The Revisited takes happilly my 20W per channel amp without audible distortion.

The Dutch builder has a Hiraga, doesnt state which one, but Hiraga never published less than 8W S.S.

The Californian man has a T-Amp (10-20W) and states that the bass is the best he got from 871s. Check his site, he has built many nice looking speakers with TB871.

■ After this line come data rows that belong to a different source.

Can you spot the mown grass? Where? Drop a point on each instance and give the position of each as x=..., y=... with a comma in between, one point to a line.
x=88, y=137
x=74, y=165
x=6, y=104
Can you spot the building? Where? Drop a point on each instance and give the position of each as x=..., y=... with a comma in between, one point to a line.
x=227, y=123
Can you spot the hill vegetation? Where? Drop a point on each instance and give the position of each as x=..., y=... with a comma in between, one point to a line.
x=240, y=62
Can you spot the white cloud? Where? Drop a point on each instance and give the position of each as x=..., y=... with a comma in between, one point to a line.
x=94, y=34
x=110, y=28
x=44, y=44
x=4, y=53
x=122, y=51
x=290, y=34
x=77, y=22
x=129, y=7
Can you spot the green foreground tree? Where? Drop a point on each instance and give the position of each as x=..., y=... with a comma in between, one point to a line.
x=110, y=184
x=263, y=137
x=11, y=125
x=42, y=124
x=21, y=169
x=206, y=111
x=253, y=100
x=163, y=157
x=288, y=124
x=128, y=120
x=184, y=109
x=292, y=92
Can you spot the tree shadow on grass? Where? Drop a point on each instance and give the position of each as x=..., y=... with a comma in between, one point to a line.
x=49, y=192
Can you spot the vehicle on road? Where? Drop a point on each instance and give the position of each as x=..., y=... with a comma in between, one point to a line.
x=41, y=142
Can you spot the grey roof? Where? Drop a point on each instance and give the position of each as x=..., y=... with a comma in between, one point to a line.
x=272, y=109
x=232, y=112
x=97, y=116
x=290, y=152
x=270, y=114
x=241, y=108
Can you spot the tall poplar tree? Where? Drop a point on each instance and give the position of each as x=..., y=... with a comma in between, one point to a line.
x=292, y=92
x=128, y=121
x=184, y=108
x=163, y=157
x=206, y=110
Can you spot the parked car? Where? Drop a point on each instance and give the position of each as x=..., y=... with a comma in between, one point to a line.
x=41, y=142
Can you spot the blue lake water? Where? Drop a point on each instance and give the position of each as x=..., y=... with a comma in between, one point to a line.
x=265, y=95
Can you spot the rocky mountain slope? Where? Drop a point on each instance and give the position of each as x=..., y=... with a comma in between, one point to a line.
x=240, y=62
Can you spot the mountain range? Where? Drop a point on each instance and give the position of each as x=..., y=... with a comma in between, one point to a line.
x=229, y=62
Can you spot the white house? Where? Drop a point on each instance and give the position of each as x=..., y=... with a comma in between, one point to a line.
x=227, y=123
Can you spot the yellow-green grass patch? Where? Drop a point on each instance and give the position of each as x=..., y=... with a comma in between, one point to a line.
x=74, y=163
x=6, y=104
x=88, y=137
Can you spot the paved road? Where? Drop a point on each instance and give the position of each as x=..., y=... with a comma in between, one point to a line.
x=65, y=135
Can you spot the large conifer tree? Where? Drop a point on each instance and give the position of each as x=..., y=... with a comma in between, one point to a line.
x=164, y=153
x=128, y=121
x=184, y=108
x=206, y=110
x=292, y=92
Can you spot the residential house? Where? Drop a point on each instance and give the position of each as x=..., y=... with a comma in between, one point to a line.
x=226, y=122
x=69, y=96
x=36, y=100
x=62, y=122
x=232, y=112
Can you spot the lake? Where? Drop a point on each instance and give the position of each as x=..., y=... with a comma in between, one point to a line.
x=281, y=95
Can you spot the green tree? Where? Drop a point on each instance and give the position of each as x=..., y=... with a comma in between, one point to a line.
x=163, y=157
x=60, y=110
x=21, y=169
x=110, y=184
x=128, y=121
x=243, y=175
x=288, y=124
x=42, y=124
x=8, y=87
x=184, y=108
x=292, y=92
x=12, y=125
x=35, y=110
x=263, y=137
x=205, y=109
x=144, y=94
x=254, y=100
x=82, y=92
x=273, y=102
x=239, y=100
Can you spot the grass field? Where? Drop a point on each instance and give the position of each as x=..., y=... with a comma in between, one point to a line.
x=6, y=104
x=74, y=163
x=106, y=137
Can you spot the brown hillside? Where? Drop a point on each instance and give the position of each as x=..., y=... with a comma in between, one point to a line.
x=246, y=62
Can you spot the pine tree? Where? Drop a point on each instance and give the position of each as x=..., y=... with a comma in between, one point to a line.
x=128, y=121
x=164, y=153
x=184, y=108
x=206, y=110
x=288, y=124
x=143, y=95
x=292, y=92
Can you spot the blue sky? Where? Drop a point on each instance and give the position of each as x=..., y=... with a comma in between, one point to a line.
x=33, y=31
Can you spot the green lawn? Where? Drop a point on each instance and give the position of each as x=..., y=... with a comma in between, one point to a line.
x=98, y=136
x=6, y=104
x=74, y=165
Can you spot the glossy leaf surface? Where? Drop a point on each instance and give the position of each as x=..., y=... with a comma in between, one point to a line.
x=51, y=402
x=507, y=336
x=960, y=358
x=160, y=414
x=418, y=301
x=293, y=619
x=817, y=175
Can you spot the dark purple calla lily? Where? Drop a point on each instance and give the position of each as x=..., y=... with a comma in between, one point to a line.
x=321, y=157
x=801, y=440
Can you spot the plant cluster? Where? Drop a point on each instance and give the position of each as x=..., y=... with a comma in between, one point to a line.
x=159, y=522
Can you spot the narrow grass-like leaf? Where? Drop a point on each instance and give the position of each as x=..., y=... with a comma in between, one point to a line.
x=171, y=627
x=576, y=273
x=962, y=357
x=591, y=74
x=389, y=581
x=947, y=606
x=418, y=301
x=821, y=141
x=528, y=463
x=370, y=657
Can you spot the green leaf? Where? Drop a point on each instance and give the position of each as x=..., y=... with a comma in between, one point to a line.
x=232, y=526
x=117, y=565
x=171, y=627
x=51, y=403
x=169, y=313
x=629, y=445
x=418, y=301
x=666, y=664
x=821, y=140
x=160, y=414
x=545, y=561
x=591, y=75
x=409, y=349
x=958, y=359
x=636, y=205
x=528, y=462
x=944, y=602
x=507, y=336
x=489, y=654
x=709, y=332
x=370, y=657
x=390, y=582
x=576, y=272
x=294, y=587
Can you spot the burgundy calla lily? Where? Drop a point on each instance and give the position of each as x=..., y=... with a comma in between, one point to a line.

So thinking of 1 or 2 W power handling only is gross error.
 
Bob Brines said:
I did a bit of playing around with the 871 in a 3 liter BR tuned to 80 Hz. I allowed the Xmax to be 1mm. To get the entire excursion curve below 1 mm, the power level has to be set at 0.15 watt. This gives an SPL of ~80 dB/w/m. This is probably OK for computer speakers where you won't have to worry about BSC, and of course, you have two speakers which gives you 83 dB/w/m.

Now, my comment about the excursion below Fb is based on my opinion that this kind of speaker really needs to be high passed to eliminate the bottom end. Doing this, you can run up to 0.9 watt and get nearly 90 dB/w/m out of two 871's

If I were to build computer speakers around the 871, I'd go tune a 3 liter box to 100 Hz and high pass it there. That will give you a 3 dB peak to handle BSC and allow a full 1 watt of power.

Bob

Can't use one driver in a 6liter BR tuned at 61hz, without a highpassfilter I could get 80hz. My cone excursion would get worse with 1mm at 0.6watt(~84dB) and 1.8mm at 2watt(~90dB). If I would put max. power of 12 watt in it I would get 4.6mm excursion(Would that destroy my driver:smash: or just make it sound really terrible???)